• Doreen Rivell

Financial Spring Cleaning


Whether buying or renting, success follows when you have your financials in order. Today we focus on renters, but many issues apply to buyers as well. #RynoMarketing can help you organize your information, putting your best foot forward.

Find out where you stand by ordering your free credit report. You can order a free report once a year from one of the big three - Experian, Equifax or TransUnion - or via other online sources. The report will list loans and credit cards, both current and closed. Don't be intimidated. Your credit report can easily be dozens of pages long. Your detailed payment histories and balances are listed, and any late payments or accounts in default are flagged. First make sure all of the accounts are yours and have the correct status. The Consumer Financial Protection Bureau has a lot of good information on how to spot errors and get them corrected: CFSB: Common credit report errors.

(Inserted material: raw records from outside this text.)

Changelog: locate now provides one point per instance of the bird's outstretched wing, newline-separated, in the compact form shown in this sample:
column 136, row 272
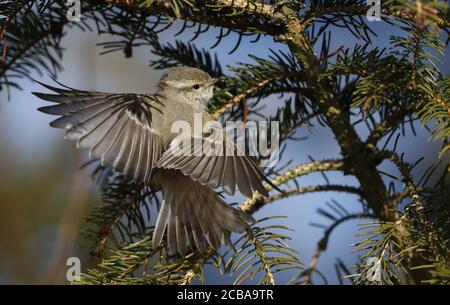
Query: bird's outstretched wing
column 227, row 170
column 116, row 128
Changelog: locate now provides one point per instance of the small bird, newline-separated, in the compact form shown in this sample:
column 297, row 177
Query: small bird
column 132, row 134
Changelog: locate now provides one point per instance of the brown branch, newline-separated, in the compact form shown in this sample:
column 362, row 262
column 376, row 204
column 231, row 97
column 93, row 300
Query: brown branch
column 253, row 204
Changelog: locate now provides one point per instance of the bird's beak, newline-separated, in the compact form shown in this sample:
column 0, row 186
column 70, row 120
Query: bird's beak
column 214, row 81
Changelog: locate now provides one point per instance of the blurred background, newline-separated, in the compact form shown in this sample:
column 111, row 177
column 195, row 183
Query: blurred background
column 45, row 195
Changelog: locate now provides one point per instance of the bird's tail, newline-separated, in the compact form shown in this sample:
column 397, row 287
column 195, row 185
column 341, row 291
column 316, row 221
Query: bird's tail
column 194, row 215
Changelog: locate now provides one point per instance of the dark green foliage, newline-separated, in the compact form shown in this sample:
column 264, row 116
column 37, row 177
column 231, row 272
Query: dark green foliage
column 384, row 90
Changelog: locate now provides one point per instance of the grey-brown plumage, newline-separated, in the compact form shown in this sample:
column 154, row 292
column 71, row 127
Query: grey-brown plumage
column 132, row 133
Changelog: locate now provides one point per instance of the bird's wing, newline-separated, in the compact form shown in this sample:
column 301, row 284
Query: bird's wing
column 116, row 128
column 203, row 164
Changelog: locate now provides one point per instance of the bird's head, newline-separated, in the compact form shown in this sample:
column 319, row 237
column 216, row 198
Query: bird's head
column 193, row 84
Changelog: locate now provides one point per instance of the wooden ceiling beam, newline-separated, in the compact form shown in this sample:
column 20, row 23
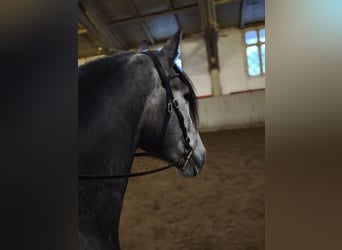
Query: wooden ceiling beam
column 142, row 23
column 146, row 17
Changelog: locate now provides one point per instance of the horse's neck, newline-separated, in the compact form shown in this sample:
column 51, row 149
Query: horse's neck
column 100, row 201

DO NOT IGNORE errors. They are weighing on your credit and hindering your ability to compete with other tenants in a tight rental market. In four months, order another report, this time from one of the other companies. Read the report in detail again. See if the corrections are done. If you spot unknown accounts, you may be a victim of Identity theft. Deal with all issues immediately. In another four months, go to the third company for another free report. The corrections process moves slowly, but if you remain diligent, you will prevail.

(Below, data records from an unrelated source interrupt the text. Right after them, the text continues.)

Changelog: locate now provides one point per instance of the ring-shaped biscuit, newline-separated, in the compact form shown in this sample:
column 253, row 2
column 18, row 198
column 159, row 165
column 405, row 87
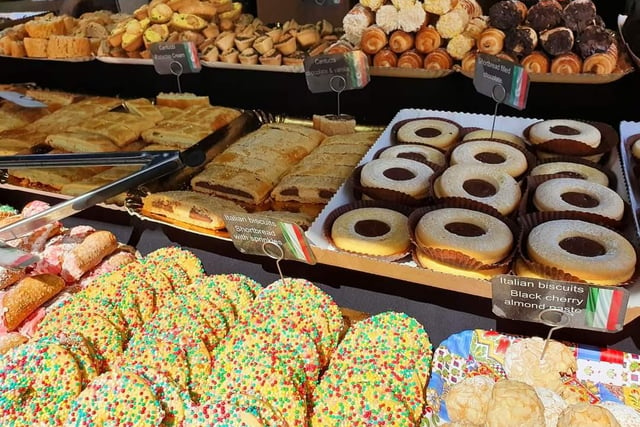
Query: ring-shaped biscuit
column 432, row 131
column 588, row 251
column 575, row 194
column 583, row 171
column 371, row 231
column 575, row 130
column 429, row 154
column 483, row 184
column 404, row 175
column 475, row 234
column 492, row 154
column 495, row 134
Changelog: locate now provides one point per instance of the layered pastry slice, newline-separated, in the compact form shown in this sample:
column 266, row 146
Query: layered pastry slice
column 318, row 176
column 249, row 169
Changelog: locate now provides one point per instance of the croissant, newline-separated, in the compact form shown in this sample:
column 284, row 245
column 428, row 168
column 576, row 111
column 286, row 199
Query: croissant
column 568, row 63
column 427, row 39
column 602, row 63
column 439, row 59
column 460, row 45
column 535, row 62
column 491, row 41
column 373, row 39
column 385, row 58
column 410, row 59
column 468, row 63
column 400, row 41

What if my report is negative? Landlords are typically looking for on time payments and credit utilization. If the late payments are due to unique circumstances such as an illness, write it all down for your Real Estate Agent. Providing context may help the Landlord understand this is a one-off event. Credit utilization could be another bump in the road. It is the amount you owe, as compared to your credit limits.

If you have maxed out your credit cards, you'll be close to 100%. That may have been great in biology class, but it's a big problem now. The landlord is looking for a number below 30%. Again, if there was a one time event, explain it. Be honest. If the Landlord doubts your story, they will just move on to the next applicant.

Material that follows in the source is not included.